Saturday, May 1, 2010

Femininity

Thanks to the reference of a friend, I encountered this gem of a blog: http://truefemininity.blogspot.com/

I can't imagine any subject material more antithetical to what we're doing here at Fornicating Feminists. It's almost hard for me to take her seriously; she's so very earnest about her desires to be a housewife.

I don't mean to demean that position either; while I might never have kids and certainly have ambitions to spend most of my life working outside of the home, I recognize that it is a huge amount of work to create a home environment that is loving, safe, clean and to raise children while maintaining an ounce of sanity.

However. The very title of her blog implies that there is one true concept of femininity, and the brief introduction I've had to her writing illustrates that it's an extraordinarily narrow concept at that: Christian, child-bearing, home-schooling, subservient, people-pleasing, and of course, hetero-normative. What about infertile women? Or Jews? How about career women? I won't even waste my time wondering about how this applies to gay/trans/queer folks, because clearly she doesn't.

Spewing this kind of hate (and yes, it is a form of hate that permeates through the way she talks about feminists and even women as a whole) just makes me sad. Women are so wonderful and expansive and there is so much more to femininity than people-pleasing (and if I may be so bold, I think the mere variety of women on this earth is evidence enough that God agrees with me).

As the Patron Saint of Feminists, Eve Ensler, wrote in March 2010's Glamour Magazine, "The act of pleasing makes everything murky. We lose track of ourselves. We stop uttering declaratory sentences. We stop directing our lives. We forget what we know. We make everything OK rather than real."

That last sentence gives me chills. Life is far too short to let yourself exist in way that's less colorful and passionate and full than you deserve because you want to make everyone else happy first in a misguided religious goal.

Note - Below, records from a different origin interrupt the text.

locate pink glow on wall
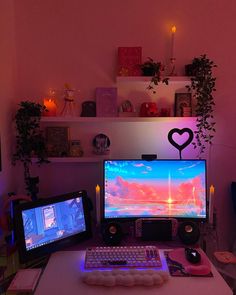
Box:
[0,0,236,252]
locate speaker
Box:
[178,221,200,245]
[102,222,123,246]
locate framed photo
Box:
[118,47,142,76]
[46,127,69,157]
[175,93,192,117]
[70,139,84,157]
[96,87,118,117]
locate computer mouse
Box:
[185,248,201,264]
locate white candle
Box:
[171,26,176,58]
[95,184,101,225]
[209,185,215,224]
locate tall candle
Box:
[95,184,101,225]
[209,185,215,224]
[43,98,57,117]
[171,26,176,58]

Real femininity, to me, is complicated and messy and passionate. My femininity wears combat boots and dresses and shaves when she wants to; brings you a cup of tea when you're sad and rubs your legs when you're tired. Real femininity means saying "hell yes" to the things that tickle your heartstrings, regardless of how other people feel about them, and "no thank you" instead of overextending and taking on just one more burden for someone else. It's carrying your own luggage and opening the door for other people and paying your share. My femininity is warm hugs and tough compassion and being there for the ones you love. It's being in control of my sexual health and being knowledgable and responsible for myself because no one else will do it, and also strong enough to ask for what I want and need in bed. My femininity means respecting everyone but groveling to no one, especially not my future husband, if I ever have one. Because my femininity also means that I am a complete and full person if I don't get married.

Much love,
The Albright Sheriff

1 comment:

  1. I just read a few entries and EHHHH is about all I have to say. She has one about abortion and how we don't value children enough and she claims that she does. However, this girl is about to graduate college and has access to healthcare and presumably has never been faced with the choice of having an abortion and being able to feed the kids you already have or not. I also agree with the Sheriff about the above points.